Ночью плывут они (звёзды) по ней (Нут) до края неба, они поднимаются, и их видят. Днём они плывут внутри неё, они не поднимаются, и их не видят. Они входят за этим богом (Ра) и выходят за ним. И тогда они плывут за ним по небу и успокаиваются в селениях после того, как успокоится его величество (Ра) в западном горизонте. Они входят в её рот на месте её головы на западе, и тогда она поедает их.
И тогда Геб ссорился с Нут, ибо он гневался на неё из-за поедания детей. И было наречено ей имя «Свинья, поедающая своих поросят», ибо она их поедает.
И вот её отец Шу поднял её и возвысил её выше его головы и сказал: «<...> Геб, да не ссорится он с ней из-за того, что она поедает [их] порождения, ибо она родит их, и они будут жить и [329] выйдут из места под её задом на востоке ежедневно <...> И никто из них не упал там, будучи сброшен на землю».

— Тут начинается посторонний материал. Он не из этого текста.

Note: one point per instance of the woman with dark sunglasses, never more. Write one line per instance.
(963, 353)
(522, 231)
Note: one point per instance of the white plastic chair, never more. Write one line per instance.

А) Гимн времени Среднего Царства
Вот, его величество [правящий фараон] искал случаев угодить отцу всех богов и совету богов Юга, главенствующему на волнах. И его сердце, мудрое, как у Тота, размышляло о благах, которые они любят. Нет фараона со времён Ра, который сделал бы то, что он сделал в этой стране! И вот его величество сказал:
«Вот Нил оживляет Обе Земли: пища и еда существуют [только] после того, как он разливается. Все живут благодаря ему, богатеют [только] по его приказанию. <...> Хапи выходит из двух пещер, чтобы напитать жертвенными хлебами богов. Когда священная вода — около Хени, вот в этом его превосходном месте, то ему здесь удваивают жертвы».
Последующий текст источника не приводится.